Dzisiejszego poranka standardowo minęliśmy się w salonie. Mason wychodził, a ja dopiero wstałam. Tak naprawdę sytuacje kiedy oboje byliśmy w mieszkaniu razem, zdarzały się sporadycznie. Oboje pracowaliśmy, mając przy tym studia. Sama miałam mało czasu na sen czy cokolwiek innego więc nie dziwiło mnie to, że mój współlokator również.

Przekroczyłam próg kawiarni gdzie zamiast Diego, swoim uśmiechem przywitała mnie Carla. Lekko zdziwiona odwzajemniłam ten drobny gest, a dziewczyna pomachała do mnie radośnie. Kruczoczarne włosy upięła w wysokiego koka, a cały pracowniczy mundurek miała tak idealnie wyprasowany, że sama wpadłam w zachwyt. Przechodząc za barem, dokładnie się jej przyjrzałam. Wyglądała co najmniej jak z reklamy lodów czy innych słodyczy.

— Diego nie ma? — Oparłam się o blat.

— Pochorował się, ale jestem ja — odpowiedziała entuzjastycznie, rozkładając ramiona. Włosi i ten ich temperament. — Muszę udowodnić ojcu, że dam radę przypilnować kawiarni przez kilka następnych dni kiedy on wyjedzie — w jej oku pojawił się charakterystyczny błysk. Widziałam w niej determinację i niestety ze wszystkich cech Carli tą najgorszą było to, że stale chciała zaimponować ojcu. Pan Rossi był dość poważnym i wymagającym człowiekiem jeżeli chodziło o pilnowanie interesów. Carla jednak chciała za wszelką cenę udowodnić ojcu, że może dać sobie radę.

— Zostawił cię samą z kawiarnią? — Zapytałam, przewiązując w tym czasie fartuch wokół pasa.

— Może trochę więcej wiary we mnie co? — Oburzyła się żartobliwie. Obie zaśmiałyśmy się z tego, w jaki sposób te słowa padły z jej ust. — To będzie twój najlepszy dzień w tej pracy.

— W to nie wątpię — odpowiedziałam, wchodząc na zaplecze.
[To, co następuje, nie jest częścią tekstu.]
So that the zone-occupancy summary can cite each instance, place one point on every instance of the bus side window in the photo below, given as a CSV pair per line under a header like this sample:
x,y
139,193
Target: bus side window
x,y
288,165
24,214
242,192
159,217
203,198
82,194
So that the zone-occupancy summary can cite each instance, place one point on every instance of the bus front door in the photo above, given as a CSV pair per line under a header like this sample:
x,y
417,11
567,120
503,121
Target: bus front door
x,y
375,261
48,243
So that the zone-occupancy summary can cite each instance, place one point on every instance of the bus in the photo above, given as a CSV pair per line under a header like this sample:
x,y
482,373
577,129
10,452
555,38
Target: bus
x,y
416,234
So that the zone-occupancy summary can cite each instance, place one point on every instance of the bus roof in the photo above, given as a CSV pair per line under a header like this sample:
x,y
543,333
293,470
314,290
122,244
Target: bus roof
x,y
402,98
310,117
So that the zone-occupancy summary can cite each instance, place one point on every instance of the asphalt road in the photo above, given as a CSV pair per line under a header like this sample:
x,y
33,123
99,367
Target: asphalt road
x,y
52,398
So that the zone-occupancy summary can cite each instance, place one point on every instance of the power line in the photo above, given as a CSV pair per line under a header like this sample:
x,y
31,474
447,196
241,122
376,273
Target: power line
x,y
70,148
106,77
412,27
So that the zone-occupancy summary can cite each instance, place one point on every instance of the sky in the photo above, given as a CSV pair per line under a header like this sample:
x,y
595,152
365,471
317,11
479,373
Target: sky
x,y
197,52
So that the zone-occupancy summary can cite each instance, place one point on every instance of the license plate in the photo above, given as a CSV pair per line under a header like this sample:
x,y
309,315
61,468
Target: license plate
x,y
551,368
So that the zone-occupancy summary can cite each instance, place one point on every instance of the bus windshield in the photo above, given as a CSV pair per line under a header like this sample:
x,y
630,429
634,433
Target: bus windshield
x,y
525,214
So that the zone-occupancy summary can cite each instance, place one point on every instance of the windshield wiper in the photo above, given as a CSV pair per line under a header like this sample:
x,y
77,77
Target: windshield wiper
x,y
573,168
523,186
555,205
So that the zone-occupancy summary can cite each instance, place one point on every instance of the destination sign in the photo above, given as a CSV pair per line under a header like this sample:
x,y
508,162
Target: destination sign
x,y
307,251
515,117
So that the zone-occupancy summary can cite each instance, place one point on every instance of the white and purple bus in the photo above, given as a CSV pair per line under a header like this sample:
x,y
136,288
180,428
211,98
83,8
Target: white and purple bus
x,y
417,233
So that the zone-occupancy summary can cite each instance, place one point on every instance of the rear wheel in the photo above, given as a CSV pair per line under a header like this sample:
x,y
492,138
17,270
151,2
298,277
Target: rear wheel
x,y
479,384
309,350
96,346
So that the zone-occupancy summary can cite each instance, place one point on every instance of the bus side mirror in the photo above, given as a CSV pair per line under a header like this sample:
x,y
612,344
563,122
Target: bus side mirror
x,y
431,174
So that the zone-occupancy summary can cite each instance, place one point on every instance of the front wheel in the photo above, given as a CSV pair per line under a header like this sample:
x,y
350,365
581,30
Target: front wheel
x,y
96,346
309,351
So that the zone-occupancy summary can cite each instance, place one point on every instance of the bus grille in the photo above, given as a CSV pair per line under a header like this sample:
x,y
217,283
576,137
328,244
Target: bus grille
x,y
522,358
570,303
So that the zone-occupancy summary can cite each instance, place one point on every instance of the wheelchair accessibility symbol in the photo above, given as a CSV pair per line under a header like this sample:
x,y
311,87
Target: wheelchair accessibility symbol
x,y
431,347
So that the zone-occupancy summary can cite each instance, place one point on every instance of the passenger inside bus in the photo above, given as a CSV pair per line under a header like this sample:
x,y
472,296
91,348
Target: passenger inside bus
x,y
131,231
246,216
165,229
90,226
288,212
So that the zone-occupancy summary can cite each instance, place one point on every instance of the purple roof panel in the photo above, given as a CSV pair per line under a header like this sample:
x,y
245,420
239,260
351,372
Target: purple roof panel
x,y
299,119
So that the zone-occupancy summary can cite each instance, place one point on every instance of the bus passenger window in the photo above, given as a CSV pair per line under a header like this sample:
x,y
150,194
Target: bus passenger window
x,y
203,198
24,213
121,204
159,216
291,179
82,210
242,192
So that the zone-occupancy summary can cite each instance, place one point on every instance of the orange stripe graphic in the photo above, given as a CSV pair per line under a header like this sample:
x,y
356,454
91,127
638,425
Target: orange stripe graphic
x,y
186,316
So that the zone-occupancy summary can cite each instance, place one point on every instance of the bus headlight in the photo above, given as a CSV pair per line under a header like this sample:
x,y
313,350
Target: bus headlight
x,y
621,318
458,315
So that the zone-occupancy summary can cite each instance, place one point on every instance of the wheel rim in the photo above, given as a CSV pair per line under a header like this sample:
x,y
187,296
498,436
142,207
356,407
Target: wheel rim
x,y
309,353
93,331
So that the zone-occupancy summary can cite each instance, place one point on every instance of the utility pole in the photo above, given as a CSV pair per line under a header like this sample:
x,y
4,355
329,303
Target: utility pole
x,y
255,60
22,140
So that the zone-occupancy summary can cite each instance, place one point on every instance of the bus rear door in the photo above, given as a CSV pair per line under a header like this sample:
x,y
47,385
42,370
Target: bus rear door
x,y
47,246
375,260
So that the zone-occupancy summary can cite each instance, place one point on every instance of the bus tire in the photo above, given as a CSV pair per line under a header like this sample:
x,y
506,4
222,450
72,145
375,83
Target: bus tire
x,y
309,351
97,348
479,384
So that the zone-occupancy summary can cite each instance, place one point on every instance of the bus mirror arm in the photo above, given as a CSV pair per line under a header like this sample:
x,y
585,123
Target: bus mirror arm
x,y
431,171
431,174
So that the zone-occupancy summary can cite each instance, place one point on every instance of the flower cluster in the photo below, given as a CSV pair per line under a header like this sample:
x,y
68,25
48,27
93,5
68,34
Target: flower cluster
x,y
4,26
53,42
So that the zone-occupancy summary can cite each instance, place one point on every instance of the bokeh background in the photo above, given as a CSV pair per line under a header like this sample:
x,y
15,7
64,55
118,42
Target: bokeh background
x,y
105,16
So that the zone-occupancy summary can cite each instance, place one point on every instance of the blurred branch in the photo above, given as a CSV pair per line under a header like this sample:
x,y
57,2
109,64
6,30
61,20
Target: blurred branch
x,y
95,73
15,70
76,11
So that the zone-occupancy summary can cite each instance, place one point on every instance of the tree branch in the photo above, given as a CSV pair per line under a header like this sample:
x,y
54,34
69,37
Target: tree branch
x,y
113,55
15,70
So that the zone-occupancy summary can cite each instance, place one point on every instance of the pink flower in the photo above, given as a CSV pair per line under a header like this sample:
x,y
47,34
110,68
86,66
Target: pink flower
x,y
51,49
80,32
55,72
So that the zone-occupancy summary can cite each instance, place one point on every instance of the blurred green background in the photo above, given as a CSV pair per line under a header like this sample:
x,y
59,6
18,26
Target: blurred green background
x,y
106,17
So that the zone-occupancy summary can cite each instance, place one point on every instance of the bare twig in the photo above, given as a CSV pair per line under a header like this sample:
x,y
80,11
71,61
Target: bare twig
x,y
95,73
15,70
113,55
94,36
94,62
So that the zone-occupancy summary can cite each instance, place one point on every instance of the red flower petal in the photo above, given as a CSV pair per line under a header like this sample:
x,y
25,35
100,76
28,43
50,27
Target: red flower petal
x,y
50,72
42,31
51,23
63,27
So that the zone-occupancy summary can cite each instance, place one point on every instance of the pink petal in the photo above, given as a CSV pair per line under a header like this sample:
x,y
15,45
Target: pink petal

Sprawdziłam stan produktów i pokroiłam kawałki ciasta, żeby ułożyć je w gablotach. Było wcześnie rano więc nie miałyśmy jeszcze tak wzmożonego ruchu jak w porze drugiego śniadania.

Układałam spokojnie ciasto podczas gdy Carla zamiatała salę i przecierała stoliki. Nuciłam pod nosem piosenkę, która leciała w radiu. Włoszka zrobiła obrót wokół własnej osi i uśmiechnęła się do mnie szeroko. Miała rację, że będę bawić się z nią lepiej. I dla naszego dobra Diego niekoniecznie musiał o tym wiedzieć.

Brunet był dobrym przyjacielem, ale był też kilka lat starszy od nas i czasami brał niektóre rzeczy zbyt poważnie. Chociaż może dobrze, że ktoś w ich związku miał w sobie chociaż trochę powagi, bo Carla nie miała jej wcale.

Włoszka odłożyła w końcu miotłę i usiadła na stołku barowym po drugiej stronie, gdzie ułożyła przy okazji drobiazgi leżące na barze i robi porządek w ulotkach. Wzięłam się za uzupełnianie ziarenek kawy w ekspresach i oczywiście musiałam poparzyć sobie palce wrzątkiem. Zawsze robił to Diego. I właśnie przez to zauważyłam pierwszy poważny skutek braku jego obecności.

— Niech lepiej Diego wraca szybko — westchnęłam poirytowana. Spojrzałam w stronę koleżanki, która zaśmiała się pod nosem i wróciła do przeglądania czegoś w telefonie.